Mais il n'y a pas de traitement pour faire disparaître le virus. Le virus, le corps finit par l'éliminer naturellement au bout de quelques mois ou de quelques années. Mais parfois, il reste. Et c'est quand il reste qu'il peut provoquer des dégâts. Et on en parle de plus en plus, je ne sais pas si tu as entendu parler des cancers de la gorge. – Oui, sur la félation ?
– Ouais, félation, pénilingus. – On a fait une news, je crois, où il y a eu… – Donc le papillomavirus, ça donne des cancers du col de l'utérus, mais ça peut aussi donner des cancers d'ailleurs, et notamment chez l'homme. On peut avoir des cancers du pénis, de l'anus et de la gorge.
Et aux États-Unis, le cancer de la gorge lié, provoqué par le papillomavirus, il est passé devant le cancer du col de l'utérus.
– Ah waouh, ok, ok. Et comment on prévient ça ?
On prévient par la vaccination.
Et on peut se faire vacciner à quel âge pour le papillomavirus ?

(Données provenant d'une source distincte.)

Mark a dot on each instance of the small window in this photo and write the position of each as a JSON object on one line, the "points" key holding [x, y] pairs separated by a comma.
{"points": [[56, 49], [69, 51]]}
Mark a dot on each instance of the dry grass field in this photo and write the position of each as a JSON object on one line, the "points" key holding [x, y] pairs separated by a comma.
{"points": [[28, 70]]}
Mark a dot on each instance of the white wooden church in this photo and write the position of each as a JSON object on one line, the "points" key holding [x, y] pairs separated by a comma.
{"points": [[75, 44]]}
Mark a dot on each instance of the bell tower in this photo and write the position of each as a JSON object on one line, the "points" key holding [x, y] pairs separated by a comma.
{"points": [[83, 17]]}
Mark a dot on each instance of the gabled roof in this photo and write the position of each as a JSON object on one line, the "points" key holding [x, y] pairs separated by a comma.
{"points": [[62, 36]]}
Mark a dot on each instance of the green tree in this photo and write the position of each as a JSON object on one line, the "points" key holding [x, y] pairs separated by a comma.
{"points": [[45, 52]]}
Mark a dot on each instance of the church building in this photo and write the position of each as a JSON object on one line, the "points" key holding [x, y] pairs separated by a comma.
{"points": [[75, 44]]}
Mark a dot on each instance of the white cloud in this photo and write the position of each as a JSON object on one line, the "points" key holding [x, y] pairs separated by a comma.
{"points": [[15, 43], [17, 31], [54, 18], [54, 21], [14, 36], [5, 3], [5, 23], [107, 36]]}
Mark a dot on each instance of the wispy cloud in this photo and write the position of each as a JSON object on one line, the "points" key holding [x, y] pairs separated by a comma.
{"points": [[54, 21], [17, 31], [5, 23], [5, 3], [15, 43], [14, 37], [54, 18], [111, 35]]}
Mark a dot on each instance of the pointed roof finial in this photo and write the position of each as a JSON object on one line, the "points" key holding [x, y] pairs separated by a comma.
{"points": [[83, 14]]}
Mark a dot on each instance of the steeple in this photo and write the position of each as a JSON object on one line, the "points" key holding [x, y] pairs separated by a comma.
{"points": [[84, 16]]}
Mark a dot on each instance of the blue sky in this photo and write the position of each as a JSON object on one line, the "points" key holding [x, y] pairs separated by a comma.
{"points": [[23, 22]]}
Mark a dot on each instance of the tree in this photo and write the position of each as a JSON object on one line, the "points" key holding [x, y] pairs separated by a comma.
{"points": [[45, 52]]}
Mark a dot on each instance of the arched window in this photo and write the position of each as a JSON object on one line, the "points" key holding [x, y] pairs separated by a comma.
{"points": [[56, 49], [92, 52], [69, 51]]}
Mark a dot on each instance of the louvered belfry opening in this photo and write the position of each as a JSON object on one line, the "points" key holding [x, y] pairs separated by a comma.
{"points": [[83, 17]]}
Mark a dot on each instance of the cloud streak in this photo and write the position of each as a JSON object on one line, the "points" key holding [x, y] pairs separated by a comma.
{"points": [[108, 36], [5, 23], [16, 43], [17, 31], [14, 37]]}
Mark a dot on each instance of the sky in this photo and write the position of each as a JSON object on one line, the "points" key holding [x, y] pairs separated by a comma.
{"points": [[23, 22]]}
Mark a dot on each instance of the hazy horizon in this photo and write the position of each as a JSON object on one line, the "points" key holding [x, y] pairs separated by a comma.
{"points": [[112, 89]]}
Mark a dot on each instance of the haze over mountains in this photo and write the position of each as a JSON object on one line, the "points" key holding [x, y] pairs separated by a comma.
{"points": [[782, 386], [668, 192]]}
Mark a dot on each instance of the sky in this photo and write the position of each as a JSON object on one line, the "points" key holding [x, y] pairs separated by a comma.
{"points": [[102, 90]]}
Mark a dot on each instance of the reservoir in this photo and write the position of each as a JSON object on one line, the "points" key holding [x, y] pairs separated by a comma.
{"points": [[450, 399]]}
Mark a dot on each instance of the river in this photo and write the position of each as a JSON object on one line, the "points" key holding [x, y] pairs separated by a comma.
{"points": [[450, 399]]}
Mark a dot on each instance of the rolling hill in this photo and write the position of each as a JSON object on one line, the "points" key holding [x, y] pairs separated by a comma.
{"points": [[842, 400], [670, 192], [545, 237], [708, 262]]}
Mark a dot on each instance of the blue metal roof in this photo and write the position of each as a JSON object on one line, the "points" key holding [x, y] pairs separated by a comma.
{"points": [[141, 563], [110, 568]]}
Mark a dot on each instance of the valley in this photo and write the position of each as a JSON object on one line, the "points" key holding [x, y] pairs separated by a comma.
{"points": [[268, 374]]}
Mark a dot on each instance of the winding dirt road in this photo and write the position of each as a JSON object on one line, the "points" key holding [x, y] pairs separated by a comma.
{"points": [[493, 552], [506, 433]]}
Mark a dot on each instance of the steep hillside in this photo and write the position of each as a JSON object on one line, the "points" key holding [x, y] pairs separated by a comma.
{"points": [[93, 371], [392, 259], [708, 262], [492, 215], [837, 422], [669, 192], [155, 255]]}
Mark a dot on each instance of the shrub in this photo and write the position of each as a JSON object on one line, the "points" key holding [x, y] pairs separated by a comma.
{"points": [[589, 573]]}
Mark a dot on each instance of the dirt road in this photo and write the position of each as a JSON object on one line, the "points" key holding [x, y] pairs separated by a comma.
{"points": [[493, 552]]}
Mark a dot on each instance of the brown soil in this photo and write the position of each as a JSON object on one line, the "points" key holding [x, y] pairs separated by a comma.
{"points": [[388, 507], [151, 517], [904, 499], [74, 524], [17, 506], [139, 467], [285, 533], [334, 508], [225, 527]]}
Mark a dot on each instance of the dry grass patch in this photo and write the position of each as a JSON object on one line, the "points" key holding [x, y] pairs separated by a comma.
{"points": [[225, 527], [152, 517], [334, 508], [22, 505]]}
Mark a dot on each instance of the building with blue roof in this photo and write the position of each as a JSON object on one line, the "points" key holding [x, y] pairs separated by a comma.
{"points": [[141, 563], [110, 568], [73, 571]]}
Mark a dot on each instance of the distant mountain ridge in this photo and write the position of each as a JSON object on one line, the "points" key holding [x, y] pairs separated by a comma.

L'idéal, c'est de vacciner entre 11 et 14 ans, avant les premiers rapports, les garçons et les filles, et dans ces cas-là, il n'y a que deux injections à six mois d'intervalle. On peut proposer une vaccination de rattrapage, après 15 ans, à partir de 16, de 16 à 19 ans, mais là, c'est trois injections. En France, aujourd'hui, on ne vaccine pas plus tard.
Il y a des pays où ils proposent des vaccinations, les femmes qui ont eu des problèmes au niveau précancéreux du col, du térus, après traitement, on leur propose éventuellement une vaccination, mais pas en France pour le moment.
– Et après, on ne peut plus le faire ? – C'est plus remboursé par la sécu.